Climbing A Big Rock, Eating Pickles, And Banging Babes

By | 2016-12-12T17:32:37+00:00 December 13th, 2016|Tags: , , , , , , , |

You’ll have to forgive me for this Quickie because I’m going to spend an inordinate amount of time talking about Rammstein. I know the title refers to three things that don’t have anything to do with German dance metal, but I’ll get to those things as well. But you have to understand, I just found out that Rammstein will be playing a summer concert in New York and I am so fucking excited. I’ve never seen them live but their live DVD Rammstein In Amerika is easily one of my favorite concert films ever, so I absolutely need to see them for real sometime before I die. And those boys ain’t getting any younger, you know what I mean? You can’t be 70-years-old and having flames shoot out of your dick or figuring out new ways to ass rape and/or kill the keyboardist. So if I’m going to see them, I better see them soon!

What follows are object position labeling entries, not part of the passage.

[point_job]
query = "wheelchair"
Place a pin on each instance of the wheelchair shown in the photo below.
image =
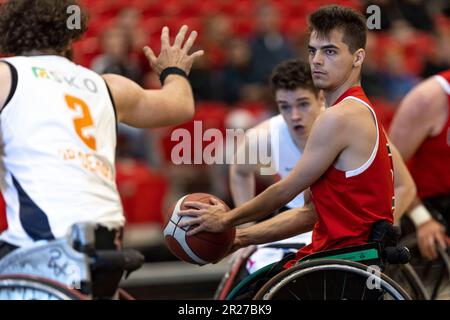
(67, 269)
(422, 278)
(351, 273)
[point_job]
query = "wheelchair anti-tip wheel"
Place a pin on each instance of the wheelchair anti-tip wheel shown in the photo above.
(328, 279)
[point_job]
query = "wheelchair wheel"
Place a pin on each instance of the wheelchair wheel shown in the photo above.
(22, 287)
(409, 280)
(328, 279)
(435, 274)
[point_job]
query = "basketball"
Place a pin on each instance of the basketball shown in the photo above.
(201, 248)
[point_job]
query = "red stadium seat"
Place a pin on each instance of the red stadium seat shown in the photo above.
(142, 192)
(212, 116)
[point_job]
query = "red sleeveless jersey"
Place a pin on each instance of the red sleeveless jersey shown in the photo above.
(430, 164)
(349, 202)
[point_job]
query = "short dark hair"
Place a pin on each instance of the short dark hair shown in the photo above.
(292, 74)
(27, 25)
(350, 21)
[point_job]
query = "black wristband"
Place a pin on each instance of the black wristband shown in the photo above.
(171, 70)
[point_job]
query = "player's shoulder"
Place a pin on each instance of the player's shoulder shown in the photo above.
(332, 120)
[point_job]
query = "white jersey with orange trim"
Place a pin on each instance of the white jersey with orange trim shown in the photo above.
(58, 140)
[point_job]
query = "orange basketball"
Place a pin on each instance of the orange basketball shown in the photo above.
(201, 248)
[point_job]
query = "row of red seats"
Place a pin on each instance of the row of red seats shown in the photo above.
(188, 8)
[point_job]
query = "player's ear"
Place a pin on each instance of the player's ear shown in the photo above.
(359, 56)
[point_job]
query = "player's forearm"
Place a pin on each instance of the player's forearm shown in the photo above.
(282, 226)
(179, 105)
(404, 196)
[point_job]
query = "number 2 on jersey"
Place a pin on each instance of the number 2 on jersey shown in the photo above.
(85, 121)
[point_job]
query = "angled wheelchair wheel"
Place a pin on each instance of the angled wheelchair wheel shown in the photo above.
(22, 287)
(409, 280)
(435, 274)
(328, 279)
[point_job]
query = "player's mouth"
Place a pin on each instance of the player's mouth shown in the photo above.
(318, 73)
(299, 128)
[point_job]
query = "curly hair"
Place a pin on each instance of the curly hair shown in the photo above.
(352, 22)
(292, 74)
(27, 25)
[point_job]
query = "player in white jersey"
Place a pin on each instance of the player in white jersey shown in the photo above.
(58, 122)
(299, 104)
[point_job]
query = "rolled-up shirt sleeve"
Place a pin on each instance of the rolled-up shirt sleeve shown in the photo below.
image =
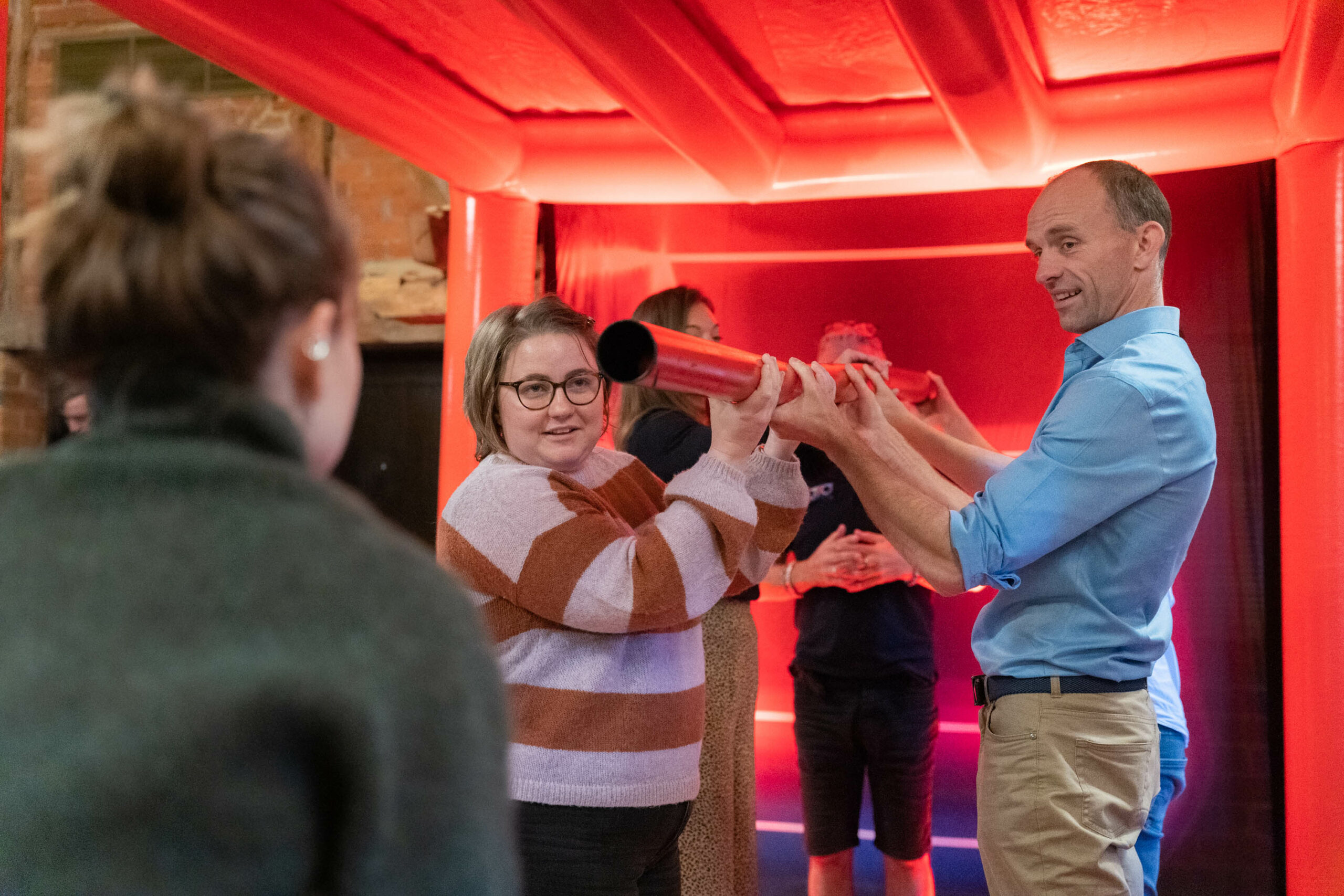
(1095, 455)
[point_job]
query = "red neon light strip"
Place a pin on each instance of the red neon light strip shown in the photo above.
(796, 828)
(891, 253)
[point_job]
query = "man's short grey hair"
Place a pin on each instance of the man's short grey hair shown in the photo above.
(1135, 196)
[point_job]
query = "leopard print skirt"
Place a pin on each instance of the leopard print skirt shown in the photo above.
(718, 846)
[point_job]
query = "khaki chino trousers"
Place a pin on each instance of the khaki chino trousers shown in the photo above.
(1062, 790)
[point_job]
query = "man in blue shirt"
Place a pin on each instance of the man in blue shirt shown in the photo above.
(1083, 534)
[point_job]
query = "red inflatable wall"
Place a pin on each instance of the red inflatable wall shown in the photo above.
(777, 276)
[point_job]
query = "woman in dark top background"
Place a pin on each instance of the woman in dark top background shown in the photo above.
(668, 431)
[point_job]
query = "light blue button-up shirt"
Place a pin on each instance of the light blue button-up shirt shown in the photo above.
(1084, 534)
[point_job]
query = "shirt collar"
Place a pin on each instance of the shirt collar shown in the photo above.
(1113, 333)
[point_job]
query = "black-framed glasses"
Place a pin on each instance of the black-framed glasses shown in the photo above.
(536, 393)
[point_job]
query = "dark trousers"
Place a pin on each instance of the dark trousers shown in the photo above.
(582, 851)
(882, 726)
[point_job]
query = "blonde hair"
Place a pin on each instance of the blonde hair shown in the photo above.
(671, 309)
(494, 343)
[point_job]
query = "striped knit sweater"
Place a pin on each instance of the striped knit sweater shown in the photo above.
(593, 585)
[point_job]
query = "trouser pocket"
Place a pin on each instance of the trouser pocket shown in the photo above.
(1119, 782)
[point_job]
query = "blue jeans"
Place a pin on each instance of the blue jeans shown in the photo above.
(1174, 781)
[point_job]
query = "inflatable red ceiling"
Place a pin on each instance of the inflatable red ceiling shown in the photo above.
(655, 101)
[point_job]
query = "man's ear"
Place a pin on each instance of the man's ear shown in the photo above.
(310, 344)
(1150, 246)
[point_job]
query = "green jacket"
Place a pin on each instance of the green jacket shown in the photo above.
(221, 676)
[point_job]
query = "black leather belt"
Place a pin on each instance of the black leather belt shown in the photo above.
(990, 688)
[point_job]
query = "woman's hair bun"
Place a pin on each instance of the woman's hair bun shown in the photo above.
(133, 145)
(155, 157)
(169, 244)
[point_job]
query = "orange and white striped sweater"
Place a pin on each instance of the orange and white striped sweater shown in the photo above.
(593, 585)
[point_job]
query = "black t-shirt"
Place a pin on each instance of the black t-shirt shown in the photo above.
(884, 632)
(668, 442)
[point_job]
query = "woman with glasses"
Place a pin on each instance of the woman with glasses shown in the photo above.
(593, 577)
(670, 431)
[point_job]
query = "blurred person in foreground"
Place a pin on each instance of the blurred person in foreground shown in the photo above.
(221, 673)
(670, 431)
(594, 574)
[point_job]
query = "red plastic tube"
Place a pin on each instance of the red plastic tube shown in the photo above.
(666, 359)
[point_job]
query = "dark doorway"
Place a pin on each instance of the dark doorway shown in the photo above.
(393, 453)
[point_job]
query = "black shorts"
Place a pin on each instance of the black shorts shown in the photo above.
(847, 726)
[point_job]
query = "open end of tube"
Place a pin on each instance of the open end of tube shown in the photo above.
(627, 351)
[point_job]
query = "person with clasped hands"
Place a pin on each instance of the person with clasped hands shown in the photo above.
(1084, 535)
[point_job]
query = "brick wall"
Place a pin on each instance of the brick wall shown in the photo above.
(383, 195)
(23, 400)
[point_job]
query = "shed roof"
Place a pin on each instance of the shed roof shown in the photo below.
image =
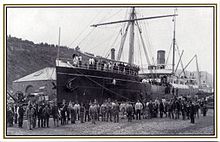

But I’ll do my best to not talk about Rammstein now and talk instead about the things the title of this Quickie promises. First off, Ada and I climbed a big rock. I don’t know what to call it…it’s not big enough to be a mountain, but I feel like calling it a “hill” wouldn’t be doing it justice either. It’s a big rock thing in Connecticut and people walk/climb up it all the time, and we did it this past weekend together. Here’s a shot of the view from the top, with all the glory of dead flora and fauna (I’m sure the view is much more spectacular in the warmer months):

sleeping giant

Look at all the death!

I’m glad Ada and I got to do something outside together because some serious cold is coming our way, so this is probably the last outdoorsy thing we’ll be able to do until Springtime. I’m also glad that Ada and I got to bang, because banging Ada is super awesome. We banged pretty hard after we climbed that rock thing, and then we went to the movies to see this fucked up horror art film called The Eyes Of My Mother. That’s the kind of thing Ada and I do: bang each other hardcore and then watch fucked up murder shit.

Speaking of banging babes, I also banged Zoe. But before I banged her we did two things: ate burgers and worked on Zoe’s budget. I know what you’re thinking…budget? That’s not fun or sexy! Why were you doing that? Well, I actually really like budgeting. I like the numbers and logic of it all. It makes sense to me, it’s very straightforward and devoid of any sort of complicated interpretations. So yeah, I like that shit. But there was something very exciting about the burgers we ate, which was that they came with the pickles that I like! I only like very specific types of pickles: the ones that taste like a cucumber that was quickly dipped in brine and then taken out. More cucumber-y and less pickle-y, you know? I was super excited about those pickles. Here’s me ready to eat them:

the best pickles

This picture is dumb because no one eats a burger with a fork and knife.

Can you imagine how awesome it’s going to be to hear Rammstein pound out “Keine Lust” live? It’s going to be so fucking awesome! RAMMSTEIN!

Sorry, I got off track there. Where was I? Oh yeah, banging Zoe. Zoe is super fun because Zoe really likes bruises. She’s all about them, wants to get bruised all over. So when you have sex with Zoe you should give her a few bruises. Take my advice. Obviously you should only leave light bruising and only do it in places where it won’t cause her serious discomfort, but trust me: she’s all about ’em.

What else do I have to talk about? I hit on everything in the title, so I guess I’m done here. Now I’m off to listen to Rammstein!